California is not an isolated case

Many power generators and electric utilities in organized and traditional North American electricity markets are becoming more reliant on abundant and inexpensive natural gas to produce electricity. They all depend on the 400 active underground storage facilities and 300,000+ miles of natural gas pipelines to store and deliver gas molecules to their power generating facilities.  Problems with natural gas infrastructure are not common, but aging infrastructure is a growing concern as the Aliso Canyon leakage demonstrated.  When problems do occur, they can have major impacts immediately on the health and lives of citizens living near the facilities. If natural gas infrastructure is not restored to service then the impacts can affect electric reliability, resilience, electricity and natural gas prices, and the economies of affected States and regions.

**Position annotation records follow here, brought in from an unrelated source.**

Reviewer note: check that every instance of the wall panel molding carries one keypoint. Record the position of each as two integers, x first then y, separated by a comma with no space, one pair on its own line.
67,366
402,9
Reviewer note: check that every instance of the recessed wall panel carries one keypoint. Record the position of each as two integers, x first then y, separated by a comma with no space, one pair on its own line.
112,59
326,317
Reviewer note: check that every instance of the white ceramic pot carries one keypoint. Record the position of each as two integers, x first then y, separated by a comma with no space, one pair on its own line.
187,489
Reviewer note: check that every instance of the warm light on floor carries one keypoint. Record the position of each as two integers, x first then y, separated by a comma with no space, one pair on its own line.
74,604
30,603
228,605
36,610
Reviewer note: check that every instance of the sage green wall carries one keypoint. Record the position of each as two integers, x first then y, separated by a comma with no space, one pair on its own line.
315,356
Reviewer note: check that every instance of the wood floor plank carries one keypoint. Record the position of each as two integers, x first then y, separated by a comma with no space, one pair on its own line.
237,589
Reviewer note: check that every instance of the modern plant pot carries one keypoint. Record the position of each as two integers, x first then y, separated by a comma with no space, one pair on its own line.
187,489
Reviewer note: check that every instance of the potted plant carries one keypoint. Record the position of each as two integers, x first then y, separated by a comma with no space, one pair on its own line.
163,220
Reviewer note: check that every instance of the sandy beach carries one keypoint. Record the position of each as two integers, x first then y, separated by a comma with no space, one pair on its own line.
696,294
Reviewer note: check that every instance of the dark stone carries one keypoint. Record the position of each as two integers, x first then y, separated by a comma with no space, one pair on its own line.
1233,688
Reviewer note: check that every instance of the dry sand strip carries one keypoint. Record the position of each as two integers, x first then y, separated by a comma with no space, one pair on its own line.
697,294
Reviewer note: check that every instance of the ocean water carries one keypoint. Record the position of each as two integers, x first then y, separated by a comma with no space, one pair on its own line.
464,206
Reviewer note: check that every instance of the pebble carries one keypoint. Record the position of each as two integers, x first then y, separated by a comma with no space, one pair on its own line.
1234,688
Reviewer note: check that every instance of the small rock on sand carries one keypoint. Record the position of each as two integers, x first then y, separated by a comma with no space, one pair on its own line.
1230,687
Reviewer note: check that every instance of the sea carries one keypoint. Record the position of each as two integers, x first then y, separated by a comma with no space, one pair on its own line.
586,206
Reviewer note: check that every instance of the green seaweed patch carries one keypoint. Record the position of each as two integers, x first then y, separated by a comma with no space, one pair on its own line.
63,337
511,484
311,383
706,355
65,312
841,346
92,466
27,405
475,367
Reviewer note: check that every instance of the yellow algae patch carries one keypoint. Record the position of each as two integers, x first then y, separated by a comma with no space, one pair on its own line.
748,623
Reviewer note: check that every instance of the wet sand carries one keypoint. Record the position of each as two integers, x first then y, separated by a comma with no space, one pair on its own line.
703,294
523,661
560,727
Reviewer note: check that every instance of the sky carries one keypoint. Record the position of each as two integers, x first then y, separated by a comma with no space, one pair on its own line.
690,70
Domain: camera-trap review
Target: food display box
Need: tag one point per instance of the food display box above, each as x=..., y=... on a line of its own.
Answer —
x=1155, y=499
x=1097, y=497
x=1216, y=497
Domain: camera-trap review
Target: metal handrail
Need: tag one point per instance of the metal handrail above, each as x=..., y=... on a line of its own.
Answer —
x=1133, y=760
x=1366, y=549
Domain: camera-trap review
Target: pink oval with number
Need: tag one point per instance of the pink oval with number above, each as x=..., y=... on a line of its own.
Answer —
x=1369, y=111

For the above reasons, organized electricity market participants (ISO New England, New York ISO, PJM, Mid Continent ISO, SPP, ERCOT) and traditional electric utilities in the Southeast, Southwest and Northwest should be watching the developments in California as well and adopt best practices in their own regions. They should also be concerned about the reliability of their gas deliveries and scrutinizing the safety and operations of natural gas pipelines and storage facilities that serve them.